Allen told the officer that as he walked from that bridge to the Monon High Bridge, he saw no one but was distracted “while looking at a stock quote on his phone.”

Police interviewed Allen again on October 13, 2022, when he said he saw three “juvenile girls” during his walk in 2017. Investigators searched Allen’s home and seized a .40-caliber handgun. Prosecutors said tests showed that an unspent bullet found between Abby and Libby’s bodies had “cycled through Allen’s gun.”

According to the affidavit, Allen said he had never been to the scene and “had no explanation as to why a bullet would have cycled through his firearm at that location.”

Allen County Superior Court Judge Fran Gull, who is now overseeing the trial against Carroll County, has ruled that prosecutors can present evidence of dozens of incriminating statements they say Allen made during conversations with correctional officers, inmates, law enforcement officers and family members.
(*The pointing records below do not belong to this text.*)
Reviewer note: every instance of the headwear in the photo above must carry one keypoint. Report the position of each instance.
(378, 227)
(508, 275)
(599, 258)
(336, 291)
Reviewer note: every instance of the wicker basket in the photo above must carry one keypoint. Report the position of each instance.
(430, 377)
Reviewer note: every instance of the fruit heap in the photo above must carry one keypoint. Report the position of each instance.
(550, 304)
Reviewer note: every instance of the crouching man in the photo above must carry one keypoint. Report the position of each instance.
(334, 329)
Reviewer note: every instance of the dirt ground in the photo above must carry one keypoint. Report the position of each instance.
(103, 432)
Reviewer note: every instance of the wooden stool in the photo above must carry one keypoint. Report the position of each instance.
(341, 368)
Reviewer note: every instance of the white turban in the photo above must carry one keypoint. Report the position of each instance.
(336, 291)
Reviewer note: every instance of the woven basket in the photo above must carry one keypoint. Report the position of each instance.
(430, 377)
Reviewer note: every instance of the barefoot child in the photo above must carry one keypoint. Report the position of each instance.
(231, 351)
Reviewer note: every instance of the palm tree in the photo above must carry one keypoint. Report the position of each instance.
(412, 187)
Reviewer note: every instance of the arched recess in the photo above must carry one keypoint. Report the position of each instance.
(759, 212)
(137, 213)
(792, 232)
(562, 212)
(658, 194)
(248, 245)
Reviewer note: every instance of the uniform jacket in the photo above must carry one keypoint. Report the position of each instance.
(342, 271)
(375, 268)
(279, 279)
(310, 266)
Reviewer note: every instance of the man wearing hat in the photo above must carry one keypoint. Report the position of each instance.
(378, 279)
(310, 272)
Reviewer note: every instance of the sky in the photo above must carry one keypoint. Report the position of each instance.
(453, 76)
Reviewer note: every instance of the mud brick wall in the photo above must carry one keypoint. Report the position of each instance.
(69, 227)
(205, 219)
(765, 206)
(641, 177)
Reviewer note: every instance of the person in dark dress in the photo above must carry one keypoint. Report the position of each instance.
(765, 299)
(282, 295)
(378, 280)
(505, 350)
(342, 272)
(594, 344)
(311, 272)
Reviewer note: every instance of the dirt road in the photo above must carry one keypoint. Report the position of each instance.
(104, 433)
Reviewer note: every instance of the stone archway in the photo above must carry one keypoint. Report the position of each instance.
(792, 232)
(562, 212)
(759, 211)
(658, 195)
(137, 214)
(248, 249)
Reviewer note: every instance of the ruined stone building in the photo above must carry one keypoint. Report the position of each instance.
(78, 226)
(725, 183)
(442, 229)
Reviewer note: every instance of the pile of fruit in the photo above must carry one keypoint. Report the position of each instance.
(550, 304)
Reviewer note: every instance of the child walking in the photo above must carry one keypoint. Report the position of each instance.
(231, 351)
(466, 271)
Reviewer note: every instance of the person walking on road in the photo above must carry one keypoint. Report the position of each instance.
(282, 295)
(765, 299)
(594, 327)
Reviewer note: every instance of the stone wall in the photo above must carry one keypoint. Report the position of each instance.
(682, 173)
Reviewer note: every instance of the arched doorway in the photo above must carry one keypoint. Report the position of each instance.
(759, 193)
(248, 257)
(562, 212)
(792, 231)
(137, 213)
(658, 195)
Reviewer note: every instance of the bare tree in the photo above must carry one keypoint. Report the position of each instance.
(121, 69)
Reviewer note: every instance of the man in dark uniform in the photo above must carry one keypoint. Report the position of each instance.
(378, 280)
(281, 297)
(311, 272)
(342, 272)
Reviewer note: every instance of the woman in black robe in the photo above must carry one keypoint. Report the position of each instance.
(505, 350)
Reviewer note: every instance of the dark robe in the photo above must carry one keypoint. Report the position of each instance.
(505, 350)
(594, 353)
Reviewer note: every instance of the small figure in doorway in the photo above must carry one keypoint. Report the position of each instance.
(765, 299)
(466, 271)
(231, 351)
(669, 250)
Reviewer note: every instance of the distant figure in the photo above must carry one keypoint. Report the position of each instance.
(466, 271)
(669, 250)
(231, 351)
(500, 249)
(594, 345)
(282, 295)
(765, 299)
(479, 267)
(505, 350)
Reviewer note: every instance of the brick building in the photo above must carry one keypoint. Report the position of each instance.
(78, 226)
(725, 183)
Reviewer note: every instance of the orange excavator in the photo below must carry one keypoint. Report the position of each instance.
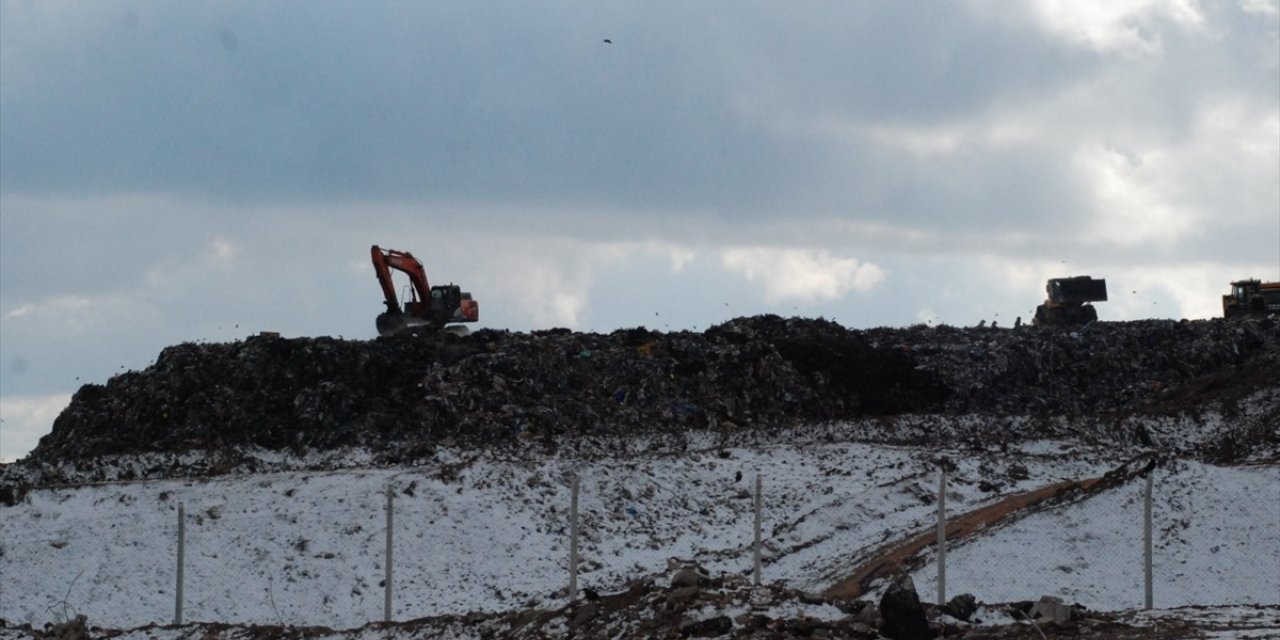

That evidence includes a recording of a phone conversation between Allen and his wife, in which prosecutors say: he confesses to the murders.

Allen’s attorneys have tried to argue that the girls were murdered in a ritual sacrifice by members of a pagan Norse religion and white nationalist group known as the Odinists.

Prosecutors have not disclosed how the teens were killed. But a filing by Allen’s lawyers in support of their ritual sacrifice theory shows that their throats had been slit.